I take this saying to mean the same thing as the earlier Johannine saying. It is not as if there is no death. It is still out there. It still awaits. But as long as you are following in the path of life, life banishes death, and you need not worry about it. If you begin to brood morbidly on death, you are straying from the path of life. And you stumble in shadow.

Death will come, and it will be tragedy. But you have every right to live with a light heart now. Feel sorrow when tragedy strikes, not before. If you cannot wait, and you insist on feeling anxiety and sorrow now, then tragedy is already striking! You have summoned it, created it! But I say what Deuteronomy said: Two ways, two alternatives stand before you today, every day: the way of life and the way of death. Therefore choose life.

Now finally, what about the possibility that this life, and this death, are followed by another life, even an eternity of life? Does that in any way mitigate what I've said? Not for a minute!

Think again of the Parable of the Talents. Even if there is eternity for us beyond this time, the present life presents us with a unique, brief, and transitory opportunity. We must make the most of it precisely because it pales in comparison to the completely different life of eternity.

Whatever that life is like, and especially if it is far grander than this one, aglow with the celestial colors of the Empyrian Heaven, ­this­ life in its quiet, rustic, homespun quality will never lose its preciousness.

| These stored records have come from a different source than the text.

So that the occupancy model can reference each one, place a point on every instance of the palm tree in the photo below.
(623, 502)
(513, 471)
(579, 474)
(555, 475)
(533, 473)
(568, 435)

Even gods and bodhisattvas who have no longer any need for food, must envy the humble joy of enjoying a meal when you are hungry. The doll-house glories of this world will be irreplaceable.

And if from the perspective of the farther shore the struggles of this life will seem like a tempest in a teapot, how much more reason to engage the battle now, when it still seems as important as scripture tells us it is!

You cannot skip your homework in the first grade because it will seem trivial compared with graduate work. On the contrary, you will never be able to ­do­ the graduate work if you don't do your first grade work now!

There is work to do in this life that you can never do again even if you have a thousand lifetimes in the Paradise of God. Get busy! The servants did not have all eternity to trade with. There was an urgency to their business because the absence of their master was finite.

The stakes are the same whether this life ends in the grave or in heaven: either way, this life in this world is an unrepeatable opportunity. That is both what makes it so sweet, and that which makes it so urgent a matter.

If you make a mess of your life here and now, the possible survival into eternity means only that you may have eternal regrets. If the saddest words of tongue or pen are the plaintive sigh, "It might have been," then do not put yourself in the position of having to sigh them for all eternity.

The Bible quotes a piece of popular fatalism: "Eat, drink, and be merry, for tomorrow we die!" To this one might oppose the old devotionalist rhyme: "Only one life; 'twill soon be past. Only what's done for Christ will last."  But these sayings, apparently the antipodes of one another, actually share the same assumption. This present life is short, so we ought to make the best of it.

They differ only in their prescriptions of what is the best, what one ought to choose to spend one's time doing. But that's the whole point: you must reckon with death before you can decide what to spend your life on. And then, for God's sake, do it! Let death be damned. For now you are triumphantly and defiantly alive!